Between February 1998 and November 1999, Biscet was detained 27 times by state agents in Cuba. In 2003, during what would be remembered as Cuba’s Black Spring, Biscet was detained, summarily tried, and sentenced to 25 years in prison for engaging in “acts against the independence and territorial integrity of the state.”
“Prisoners of conscience are not criminals. They are courageous men and women who have been imprisoned for peacefully defying a despotic government,” said Thor Halvorssen, president of HRF. “A common criminal may be granted parole to serve the remainder of his sentence out of a prison cell. But a prisoner of conscience’s only crime is refusing to bow before a tyrant. They all deserve amnesty,” Halvorssen stated.
On February 13, 2011, prisoners of conscience Héctor Maseda and Ángel Moya, who also rejected forced exile to Spain, were released on parole in Cuba. They are, respectively, the husbands of Laura Pollán and Berta Soler—both of whom are leaders of the Ladies in White.

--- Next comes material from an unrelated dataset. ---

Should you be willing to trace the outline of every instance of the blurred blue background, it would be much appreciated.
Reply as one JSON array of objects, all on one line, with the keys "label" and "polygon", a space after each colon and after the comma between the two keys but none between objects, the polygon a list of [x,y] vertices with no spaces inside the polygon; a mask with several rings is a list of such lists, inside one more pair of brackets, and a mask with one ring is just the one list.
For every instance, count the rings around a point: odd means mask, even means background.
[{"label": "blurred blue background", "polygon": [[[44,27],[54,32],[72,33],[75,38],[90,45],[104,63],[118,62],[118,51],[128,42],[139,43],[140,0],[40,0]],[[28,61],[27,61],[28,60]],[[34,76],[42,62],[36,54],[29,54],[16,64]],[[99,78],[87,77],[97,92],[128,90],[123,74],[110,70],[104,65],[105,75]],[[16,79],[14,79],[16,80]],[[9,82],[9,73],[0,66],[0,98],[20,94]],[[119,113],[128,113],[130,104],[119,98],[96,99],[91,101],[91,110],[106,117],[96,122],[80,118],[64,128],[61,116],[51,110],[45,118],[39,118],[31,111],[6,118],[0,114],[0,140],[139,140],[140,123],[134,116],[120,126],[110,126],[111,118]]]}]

“I will continue doing what I’ve done until now—I’m a dissident, I’m an independent journalist, I oppose this government and I will not stop opposing it,” said Maseda on the day of his release. “The fight will continue. If we have to go to prison, we will return there because we’re fighting for a just cause. We are not criminals, or drug dealers—we’re peaceful fighters striving for freedom,” Moya stated that day.
According to Cuba’s Criminal Code, if the Cuban government were to grant amnesty to all prisoners of conscience, as HRF demands, they would become legally free, as this measure would “extinguish” their “criminal responsibility,” as well as “the sentence and all its effects.”
“The stance taken by Maseda, Moya, and Biscet, raises a profound feeling of admiration in all of us. Yet, it doesn’t surprise us,” said Halvorssen. “A conditional release is better than jail for almost everyone, except for prisoners of conscience. For these heroes, a totalitarian society is already a prison, and jail is a price they are willing to pay in order to gain their freedom.”
In 2003, Burmese Nobel Peace Laureate and prisoner of conscience Aung San Suu Kyi said, “It is ironic, I say, that in an authoritarian state it is only the prisoner of conscience who is genuinely free. Yes, we have given up our right to a normal life. But we have stayed true to that most precious part of our humanity—our conscience.”
As he closed his call with HRF, Biscet said, “We ask the international community, and all persons living in free and democratic countries, to help us pressure the Cuban government so that Daniel Ferrer, Librado Linares, and Félix Navarro can also be released.”
Ferrer, Linares, and Navarro are the three Black Spring prisoners of conscience that remain incarcerated in Cuba. As of today, eight have been released on parole after rejecting exile. They are Pedro Argüelles, Diosdado González, Iván Hernández, Guido Sigler, Eduardo Díaz Fleitas, Héctor Maseda, Ángel Moya, and Oscar Elías Biscet.
In September 2010, HRF released an exclusive video of the Ladies in White that relates the story of how the group formed following the Black Spring government crackdown, and discusses events that have brought international attention to Cuba’s prisoners of conscience.
HRF is an international nonpartisan organization devoted to defending human rights in the Americas. It centers its work on the twin concepts of freedom of self-determination and freedom from tyranny. These ideals include the belief that all human beings have the rights to speak freely, to associate with those of like mind, and to leave and enter their countries. Individuals in a free society must be accorded equal treatment and due process under law, and must have the opportunity to participate in the governments of their countries; HRF’s ideals likewise find expression in the conviction that all human beings have the right to be free from arbitrary detainment or exile and from interference and coercion in matters of conscience. HRF does not support nor condone violence. HRF’s International Council includes former prisoners of conscience Vladimir Bukovsky, Palden Gyatso, Václav Havel, Mutabar Tadjibaeva, Ramón J. Velásquez, Elie Wiesel, and Harry Wu.